Europol warns of Isis attacks in Europe, says militants using new tactics
Car bombs and kidnappings, common in Syria, may emerge in Europe, Europol warns
An Iraqi special forces soldier takes cover as an Islamic State fighter detonates a car bomb in a suicide attack in Tahrir neighbourhood of Mosul last month. Europol warned on Friday that car bombs and kidnappings may become more common. Photograph: Reuters
Islamic State (Isis) is likely to launch more attacks in Europe, the EU police agency Europol warned on Friday, with several dozen militants already in place and more possibly arriving as IS faces setbacks in Syria and Iraq.
In a report on the threat the Islamist group poses to the 28-nation bloc, Europol said the most probable forms of attack would be those used in recent years, from the mass shootings and suicide bombings seen in Paris and Brussels to stabbings and other assaults by radicals acting alone.
Car bombs and kidnappings, common in Syria, could emerge as tactics in Europe, it said, while protected sites such as power grids and nuclear power stations were not seen as top targets.
Essentially the entire European Union is under threat as almost all its governments back the US-led coalition in Syria, the agency said, warning Isis was likely to infiltrate Syrian refugee communities in Europe in an effort to inflame hostility to immigrants that has shaken many EU governments.
If Isis is defeated or severely weakened in Syria/Iraq by the coalition forces “there may be an increased rate in the return of foreign fighters and their families from the region to the EU or to other conflict areas,” Europol said in a statement.

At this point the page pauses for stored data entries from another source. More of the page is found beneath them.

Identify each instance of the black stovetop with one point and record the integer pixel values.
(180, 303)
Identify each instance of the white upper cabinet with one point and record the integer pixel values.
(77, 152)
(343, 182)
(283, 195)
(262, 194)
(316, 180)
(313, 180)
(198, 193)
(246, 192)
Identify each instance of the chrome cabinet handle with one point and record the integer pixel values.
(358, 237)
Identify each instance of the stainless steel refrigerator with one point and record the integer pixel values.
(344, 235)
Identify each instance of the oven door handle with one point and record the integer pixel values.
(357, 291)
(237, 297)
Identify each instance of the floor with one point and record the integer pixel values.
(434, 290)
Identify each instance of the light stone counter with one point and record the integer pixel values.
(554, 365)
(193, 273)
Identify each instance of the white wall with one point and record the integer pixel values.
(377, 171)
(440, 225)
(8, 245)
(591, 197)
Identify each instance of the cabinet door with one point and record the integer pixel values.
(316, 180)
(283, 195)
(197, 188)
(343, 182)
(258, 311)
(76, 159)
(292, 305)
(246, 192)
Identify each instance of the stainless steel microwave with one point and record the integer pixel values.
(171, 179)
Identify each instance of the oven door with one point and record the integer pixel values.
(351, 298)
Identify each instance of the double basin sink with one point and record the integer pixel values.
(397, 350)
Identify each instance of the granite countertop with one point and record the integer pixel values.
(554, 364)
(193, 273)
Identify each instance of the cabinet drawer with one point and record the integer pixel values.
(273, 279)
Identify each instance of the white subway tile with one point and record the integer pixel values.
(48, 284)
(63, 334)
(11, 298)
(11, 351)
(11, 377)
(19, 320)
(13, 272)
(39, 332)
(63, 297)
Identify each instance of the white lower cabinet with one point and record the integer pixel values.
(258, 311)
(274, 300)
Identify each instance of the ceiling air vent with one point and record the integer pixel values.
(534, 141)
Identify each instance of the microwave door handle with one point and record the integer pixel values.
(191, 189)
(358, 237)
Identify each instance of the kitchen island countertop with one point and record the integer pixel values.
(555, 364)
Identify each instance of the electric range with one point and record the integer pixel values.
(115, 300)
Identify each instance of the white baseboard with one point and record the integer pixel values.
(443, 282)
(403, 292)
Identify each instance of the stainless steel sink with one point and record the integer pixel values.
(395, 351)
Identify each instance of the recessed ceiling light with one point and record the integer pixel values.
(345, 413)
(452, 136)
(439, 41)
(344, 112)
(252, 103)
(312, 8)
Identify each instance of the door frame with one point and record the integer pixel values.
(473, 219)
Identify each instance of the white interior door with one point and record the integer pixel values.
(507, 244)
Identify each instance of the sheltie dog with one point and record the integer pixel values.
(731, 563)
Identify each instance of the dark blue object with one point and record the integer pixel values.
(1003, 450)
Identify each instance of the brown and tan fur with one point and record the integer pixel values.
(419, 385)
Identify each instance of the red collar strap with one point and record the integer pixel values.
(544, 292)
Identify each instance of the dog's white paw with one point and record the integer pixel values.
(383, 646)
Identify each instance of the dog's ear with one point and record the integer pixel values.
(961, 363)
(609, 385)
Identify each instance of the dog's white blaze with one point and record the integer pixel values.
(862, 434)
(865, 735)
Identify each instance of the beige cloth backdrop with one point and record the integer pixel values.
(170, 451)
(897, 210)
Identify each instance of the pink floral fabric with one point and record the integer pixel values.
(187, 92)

It said Isis was also likely to start planning attacks and sending militants to Europe from Libya and that other groups, including al Qaeda and its affiliates, also continue to pose a threat to the continent.
Europol director Rob Wainwright said EU states had stepped up their security co-operation in the wake of Isis attacks in the last couple of years, allowing more plots to be thwarted.
“Nevertheless,” he said: “Today’s report shows the threat is still high and includes diverse components which can be only tackled by even better collaboration.”